PostgreSQL vs ClickHouse: Filtering and Sorting

PostgreSQL vs ClickHouse: Filtering and Sorting

Introduction

Using a database-per-service approach in a microservice architecture is standard practice for good reason. It allows each microservice to be independently maintainable and deployable. The downside appears when a client needs a single datagrid assembled from multiple services, with sorting and filtering across any column.

In that model, one service has to fetch data from the others, assemble the combined result set in memory, then sort, filter, and page before returning a response. That can work at small scale, but it does not scale well as row counts grow.

The two alternatives explored here are a shared PostgreSQL database with logical schemas and a cross-schema view for read-heavy grid queries, and a ClickHouse read-only projection that combines data across services for analytical-style reads.
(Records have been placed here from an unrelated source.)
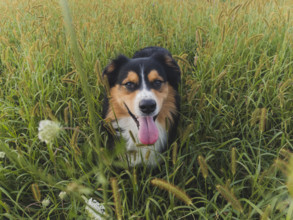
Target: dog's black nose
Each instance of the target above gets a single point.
(147, 106)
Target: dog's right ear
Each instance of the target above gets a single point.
(113, 68)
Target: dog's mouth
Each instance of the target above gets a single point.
(148, 132)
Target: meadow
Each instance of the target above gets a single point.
(232, 158)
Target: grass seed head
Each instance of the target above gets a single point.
(230, 197)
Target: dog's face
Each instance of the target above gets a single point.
(144, 89)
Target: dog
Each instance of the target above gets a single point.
(143, 103)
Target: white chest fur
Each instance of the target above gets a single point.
(149, 155)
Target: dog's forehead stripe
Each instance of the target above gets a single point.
(154, 75)
(131, 77)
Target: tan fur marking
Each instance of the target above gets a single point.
(166, 98)
(118, 96)
(154, 75)
(131, 77)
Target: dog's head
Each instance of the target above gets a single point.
(145, 89)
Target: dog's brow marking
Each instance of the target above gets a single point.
(142, 77)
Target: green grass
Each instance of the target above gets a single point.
(237, 63)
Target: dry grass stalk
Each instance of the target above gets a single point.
(117, 200)
(230, 197)
(172, 189)
(203, 166)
I set up performance tests for all three approaches in https://github.com/markorskip/olap-vs-api-performance-test. The benchmark stack uses Spring Boot, PostgreSQL, and ClickHouse. I tested datasets of 1K, 10K, 100K, 1M, 10M, and 100M rows. I was not able to load 1 billion rows on my laptop.

I ran everything locally in Docker and verified the results both through the browser and with Python scripts.

Benchmark Summary

This document summarizes the benchmark runs captured from the local Docker-based benchmark stack on 2026-03-19. Each dataset size was loaded into PostgreSQL using the repo’s dataset presets, ClickHouse was refreshed from PostgreSQL after each load, and query latency was measured through POST /api/grid/orders/benchmark with 3 iterations using page=0, size=100, sortBy=orderedAt, and sortDirection=desc.

For test practicality, the harness used a single PostgreSQL instance even for the API aggregation scenario. That does not materially change what scenario 1 is measuring in this article. The primary cost in that scenario is the application-layer fan-out, in-memory join, sort, filter, and pagination performed by the grid service. Whether the source data sits in one physical PostgreSQL instance or in several service-owned PostgreSQL instances is not the main variable in this benchmark, because the aggregation still happens in the microservice rather than in the database.

The data model in this benchmark is intentionally synthetic. Orders, customers, and products are only example entities used to create a repeatable joined grid workload. The goal is not to model a specific production domain, but to test how different architectural read patterns behave under the same logical access pattern as row counts grow.

The reason for this benchmark is architectural rather than purely technical. The current application behavior is an API aggregation pattern: the grid service reads orders from one source, calls other services for related customer and product data, then joins, sorts, and pages the result in application memory. That matches the current microservice-friendly approach, but it becomes expensive as data volume grows because every query has to coordinate multiple data sources and materialize more rows inside the application.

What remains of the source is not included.